During a press conference held in front of the school as teachers headed home, Broward Schools Superintendent Robert Runcie said he was outraged about the Peterson revelation.
“It’s inexcusable. There’s no other word to describe what we heard yesterday,” he said. “I wish he had the same kind of courage that our teachers who showed up here today had.”
As teachers and staff arrived Friday morning, members of the community occasionally stopped by to drop off fresh flowers or offer a prayer at the memorial that has formed at the campus.
Nicole Henry, a 33-year-old recent widow who lives in the area, said she took her three toddlers to drop off a bouquet of purple flowers.
“I know the past six months we’ve been uplifted by prayer,” she said. “So we wanted to come pray for them.”

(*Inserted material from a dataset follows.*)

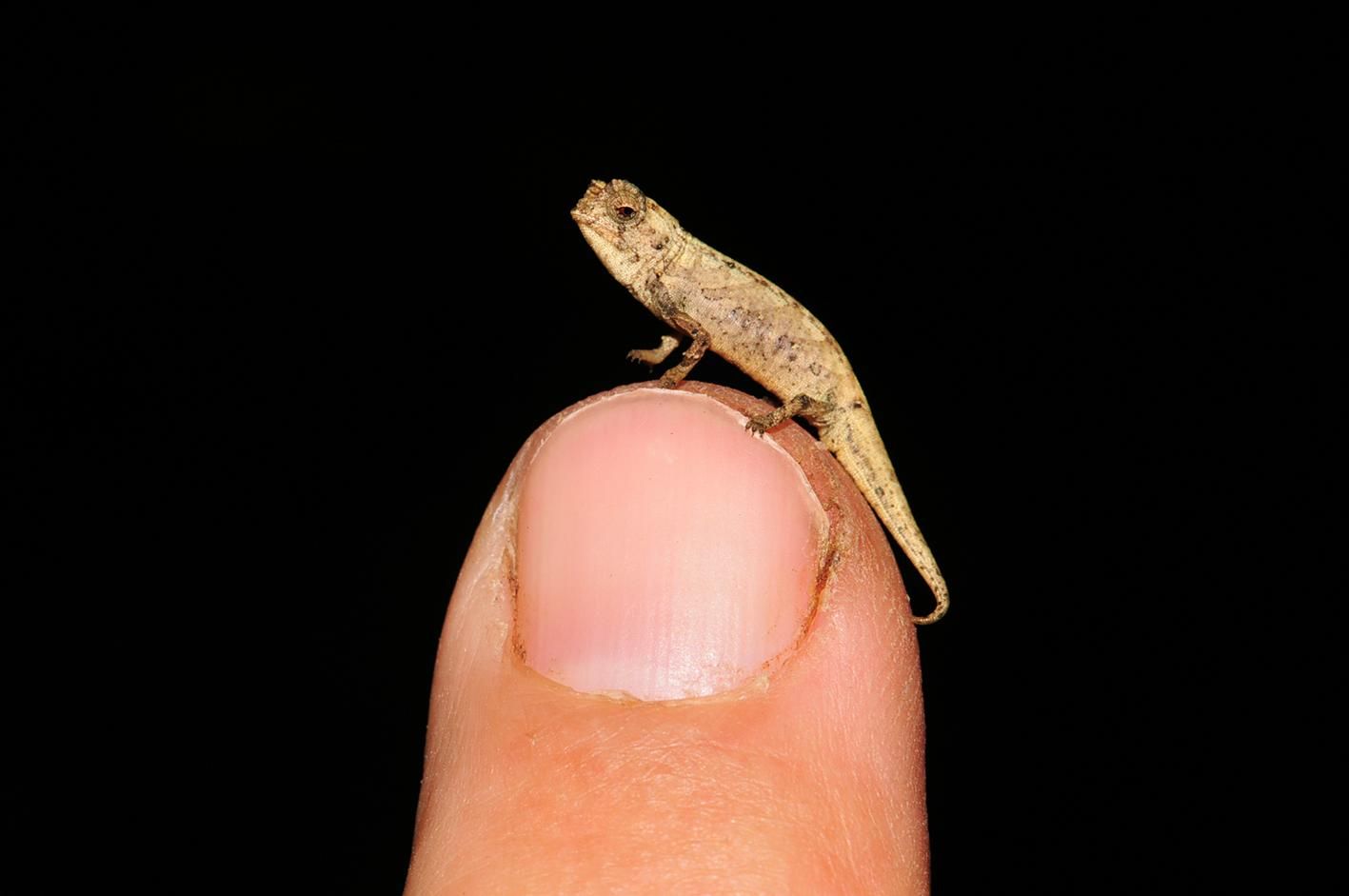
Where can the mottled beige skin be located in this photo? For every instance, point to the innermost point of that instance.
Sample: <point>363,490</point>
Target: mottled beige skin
<point>761,329</point>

The chain-link fence surrounding the campus was adorned with flowers, balloons, stuffed animals and posters with messages ranging from mournful to inspirational.
New signs, including one listing the names of the victims under the date of the massacre and a heading that read, “We Will Never Forget,” and another with the school’s logo and the phrase “We Shall Overcome,” have appeared on the fence around the faculty and staff parking lot.
The entrance to the parking lot was guarded by law enforcement officers who checked teacher IDs before allowing them in for what was scheduled as a planning day.
Students are invited back to campus during a three-hour open house on Sunday afternoon. Classes resume Wednesday with an abbreviated schedule for students through the end of next week.
When students return, classes that been meeting in the building where the shooting occurred will be shuffled to other buildings and other classrooms, but they’ll remain with the same teachers and classmates. If students don’t feel comfortable returning to the scene of the deadliest U.S. high school shooting on record, officials said they will help students transfer to another school in the county.
Maintenance workers have been power-washing, painting and replacing doors and windows to get the campus back in shape. Students and teachers were allowed to return to gather their personal belongings on Saturday and Sunday.
Broward Sheriff Scott Israel announced plans earlier in the week to arm school resource officers with rifles, which Runcie said he fully supports as a temporary step-up of security measures, although he did ask Israel to “step it back” in the elementary schools.
“It’s interim,” he said. “It’s a recognition we don’t want to see any copycat incidents occur.”
Jason Friedlander started the morning at IHOP with fellow members of the social studies department. Restaurant staffers paid for the meal and gave the grieving teachers free tumblers, before they headed to Marjory Stoneman Douglas.
It was great to see most of the staff back, he said, all having breakfast in the cafeteria and interacting with the therapy dogs.
The principal gave them a pep talk and answered questions, but overall the day was casual, Friedlander said.
The real planning takes place next week as teachers work out the details of room assignments and classes, but members of the social studies department have already started volunteering to cover the classes of one of the victims, Scott Beigel.
Friedlander said he’s going to swap out his planning period for one of Beigel’s freshman geography classes.
It’s all part of a team effort to bring things back to normal and show how resilient and strong the Marjory Stoneman Douglas community is, he said.
“As a whole, we’re a solid community,” Friedlander said. “We serve the community we live in and we hope to keep doing that as effectively as we can.”